でも、たのしい。
スタミュみてください。
正直、きらびやかな設定に抵抗がある
スタミュに限った話じゃないんですけど、自分の美学の問題で、パッと見て読めない名前とか、こみいった設定……例えば、華桜会みたいな組織が学園のトップに君臨していて、それぞれ後輩を指導していて、その名前は……キャラ設定は……みたいなのを滔々と語られると、うっもういいですお腹いっぱいです……ってなりやすいタイプです。
現実味のない整然と名付けられ秩序立てられたキャラ設定をガーッと並べられると、封じられた右目が疼くっていうか……自分の中で禁じてきたことなので、そんなんやっていいのか、って戸惑ってしまうんだと思います。
スタミュは私にとって、ちょっと苦手なタイプの作品です。
王道詰め合わせた幕の内弁当
ストーリー展開も、正直言って新鮮さを感じることはあんまりなかったかな? と思います。
象徴的だな、と思っているのが天花寺翔というキャラクター。
高慢な梨園の貴公子で、「和」というか「カブキ」を前面に押し出したキャラクターなんですが、猫だけが唯一の友達で、おぼっちゃま育ちのお手本みたいなすっとぼけた発言もするし、ファストフード初体験ネタをやられたときは……い、いまどきそれやるの!? って思いました。
とにかく王道で殴ってくる感じなんですよね。

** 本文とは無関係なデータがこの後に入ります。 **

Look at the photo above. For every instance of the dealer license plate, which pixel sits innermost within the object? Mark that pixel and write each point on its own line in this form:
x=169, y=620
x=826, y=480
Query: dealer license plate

天花寺くんだけではなく、他のキャラクターもお手本どおりというか、私の書くような根性曲がったひねくれ方を一切していない。素直で、頑張り屋で、キラキラしていて、まっすぐに高みを目指していて……
そのまぶしさが見ていてつらかったのかもしれません。
だって、スターの物語だから
ここまでつれーわしんどいわ苦手だわってことばかり書いてきましたが、一期とスタミュミュ見終わった時点で、私はこの作品、かなり好きです。
スタミュはミュージカル俳優の卵たちのお話です。
彼らは舞台の上に存在し、まぶしいライトをいっぱいに浴びて輝いている。
闇とか影とか、いらないんです。
舞台上は夢と希望で満ちていて、困難は力を合わせて乗り越えるためにあって、キラキラな設定もお約束のストーリー展開も、必要な舞台装置なんです。
私事で恐縮ですが、私がファンタジーを評するときに必ず言うことがあります。
「背景は書き割りでいいから裏が見えないように描け」
スタミュにとって、人間のどうしようもない部分とか、しみったれた日常とか、そういうのは見せると物語のほころびになってしまう。
裏の見えない完全な舞台装置を周到に組んである作品なんだと気づいて、私はスタミュめちゃめちゃ評価しました。
舞台の上にいる限り、スターは輝いていないといけないんです。
いかに私が舞台を降りた人間の姿を書くことに執念を燃やしている書き手だとはいえ、むしろ、だからこそ、舞台の上を全力で描くこの作品を評価しないわけにはいかない。物語にかける熱量はちゃんとわかります。
スタミュ、いい作品だと思います。
蛇足ですけど、ミュージカルだから
ミュージカルなんで、突然別世界に入って歌い出す演出に耐えられない人には向いてないです。
でも、それもまた用意された舞台装置なんだな〜。
とりあえずこれから二期追いかけます。